A record 461 schools, from 26 states and the District of Columbia, including one Whitley County school, were recognized recently as “America’s Healthiest Schools” by the Alliance for a Healthier Generation, a national organization that empowers kids to develop lifelong, healthy habits.
America’s Healthiest Schools earned the distinction by successfully meeting a rigorous set of criteria for serving healthier meals and snacks, getting students moving more, offering high-quality health and physical education, and empowering school leaders to be healthy role models.
The schools, 81 percent of which serve high-need populations, also receive Healthier Generation’s National Healthy Schools Award at the bronze, silver or gold level, based on the standards they achieve.
Pleasant View Elementary School was among the 461 schools on the list, and received a bronze award. It was one of 17 schools in Kentucky that received recognition.
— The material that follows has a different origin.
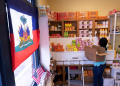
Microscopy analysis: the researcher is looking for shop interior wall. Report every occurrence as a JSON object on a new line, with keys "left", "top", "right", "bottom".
{"left": 40, "top": 0, "right": 120, "bottom": 16}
All of the award-winning, America’s Healthiest Schools:
• Meet or exceed federal nutrition standards for school meals and snacks.
• Offer breakfast daily.
• Implement district wellness policies and update progress annually.
• Provide students with at least 60 minutes of physical education per week and ensure physical activity throughout the school day.
“The most important investments we can make are those that support kids’ health and education,” said Brian Weaver, Chief Program Officer at the Alliance for a Healthier Generation. “We applaud these 461 award-winning schools for finding creative ways to keep all kids active, eating healthy and engaged in learning while setting them on a path to lifelong health.”
America’s Healthiest Schools are all participants in Healthier Generation’s landmark Healthy Schools Program—one of the nation’s largest school-based childhood obesity prevention initiatives—which has worked with more than 42,000 schools serving over 25 million students since 2006.
“America’s Healthiest Schools all recognize that when we prioritize children’s health, we increase their chances of excelling in school and beyond,” said Monica Hobbs Vinluan, Senior Program Officer at the Robert Wood Johnson Foundation, which has supported the Healthy Schools Program since its inception.
“Every child—particularly those from low-income families or struggling communities—deserves to attend a school that is committed to both their overall health and academic success. That commitment will help all kids reach their full potential.”
Healthier Generation’s work with award-winning schools is supported by the Robert Wood Johnson Foundation, The JPB Foundation, Kaiser Permanente, Target Enterprise, Inc., Saint Luke’s Foundation of Cleveland, Ohio, Mt. Sinai Health Care Foundation and the Missouri Foundation for Health.
The America’s Healthiest Schools campaign, an annual celebration of the award-winning schools, is sponsored in part by Novo Nordisk.